Book Smart
Arrest the Music! Fela and His Rebel Art and Politics
Tejumola Olaniyan, professor of African languages and literature
Indiana University Press, 2004
Nigerian Fela Anikulapo-Kuti was one of the world’s most militant and controversial political musicians. He endlessly attacked both African and foreign leaders, as well as multinational corporations for what he saw as their exploitation of Africa.
His weapon? The “afrobeat,” composed of Yoruba rhythms, chants, jazz and James Brown.
“Roaring saxophones and cavernously reverberating drums cut deep grooves beneath and around catchy satirical swipes at oppressors,” Olaniyan says. “I myself was always a Fela fan, beginning in high school.
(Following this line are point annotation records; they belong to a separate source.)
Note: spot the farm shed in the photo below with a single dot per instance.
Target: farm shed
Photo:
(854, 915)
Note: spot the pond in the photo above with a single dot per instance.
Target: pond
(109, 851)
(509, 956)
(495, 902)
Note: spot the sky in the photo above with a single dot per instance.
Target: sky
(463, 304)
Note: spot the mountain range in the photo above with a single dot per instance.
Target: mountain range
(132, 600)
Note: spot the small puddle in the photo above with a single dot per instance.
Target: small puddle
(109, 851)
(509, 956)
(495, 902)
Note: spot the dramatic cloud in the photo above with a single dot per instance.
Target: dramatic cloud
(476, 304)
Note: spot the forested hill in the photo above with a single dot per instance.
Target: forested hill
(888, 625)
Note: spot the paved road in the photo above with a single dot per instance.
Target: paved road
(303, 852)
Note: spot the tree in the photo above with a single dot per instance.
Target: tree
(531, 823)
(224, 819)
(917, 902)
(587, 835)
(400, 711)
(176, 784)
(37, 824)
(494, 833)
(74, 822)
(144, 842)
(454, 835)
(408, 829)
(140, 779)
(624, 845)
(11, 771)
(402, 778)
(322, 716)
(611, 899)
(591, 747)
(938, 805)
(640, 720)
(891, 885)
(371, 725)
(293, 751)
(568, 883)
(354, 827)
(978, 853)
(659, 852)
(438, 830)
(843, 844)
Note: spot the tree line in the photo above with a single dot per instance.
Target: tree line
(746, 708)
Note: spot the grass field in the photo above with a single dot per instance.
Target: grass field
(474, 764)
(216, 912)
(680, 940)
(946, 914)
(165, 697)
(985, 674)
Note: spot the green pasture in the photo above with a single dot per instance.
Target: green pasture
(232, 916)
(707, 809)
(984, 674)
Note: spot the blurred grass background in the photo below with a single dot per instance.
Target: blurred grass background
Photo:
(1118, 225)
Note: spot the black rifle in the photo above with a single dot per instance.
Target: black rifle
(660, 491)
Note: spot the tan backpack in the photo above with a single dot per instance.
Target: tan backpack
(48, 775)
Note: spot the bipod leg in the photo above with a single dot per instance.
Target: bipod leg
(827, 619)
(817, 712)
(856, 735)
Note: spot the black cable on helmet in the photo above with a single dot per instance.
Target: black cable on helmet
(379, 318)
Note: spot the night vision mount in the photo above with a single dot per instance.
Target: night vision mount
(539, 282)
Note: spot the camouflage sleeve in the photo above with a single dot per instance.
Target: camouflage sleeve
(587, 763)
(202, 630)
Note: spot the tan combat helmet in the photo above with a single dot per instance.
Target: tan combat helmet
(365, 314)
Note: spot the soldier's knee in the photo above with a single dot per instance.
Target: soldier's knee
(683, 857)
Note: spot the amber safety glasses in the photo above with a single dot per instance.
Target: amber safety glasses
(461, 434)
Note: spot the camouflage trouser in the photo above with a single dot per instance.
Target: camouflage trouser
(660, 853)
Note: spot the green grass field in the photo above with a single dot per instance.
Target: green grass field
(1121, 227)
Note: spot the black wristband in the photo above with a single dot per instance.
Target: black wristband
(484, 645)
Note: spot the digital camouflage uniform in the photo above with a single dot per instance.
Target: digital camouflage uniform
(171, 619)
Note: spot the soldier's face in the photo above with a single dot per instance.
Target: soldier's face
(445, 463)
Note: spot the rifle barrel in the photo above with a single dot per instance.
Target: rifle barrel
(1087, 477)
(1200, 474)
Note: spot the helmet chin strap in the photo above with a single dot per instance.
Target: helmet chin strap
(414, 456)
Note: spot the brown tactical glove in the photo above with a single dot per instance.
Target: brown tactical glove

I would save up my lunch money to buy his records. I began teaching him in some of my classes over a decade ago. I looked around for material on him and was deeply disappointed with what was available.”
The book that Olaniyan came to write indeed renders Fela in a more complex way than world music scholars previously had done.
This semester, Olaniyan is teaching a critical survey of African literary theory and a graduate course in postcolonial cultural studies. Regardless of who reads his new book, however, Olaniyan hopes that they realize through it that Fela was an organic intellectual, complex and multidimensional.
“I hope that the book shows its readers that people everywhere are actually much closer and socially related than geographical distance might suggest,” he says. “Fela was a musician who broke down barriers of musical traditions and political ideologies — you might not agree with him most of the time, but you won’t doubt the validity and necessity of his project, no matter where you live and what you believe.
“Great art and passionate politics can mix, in the hands of an ingenious artist.”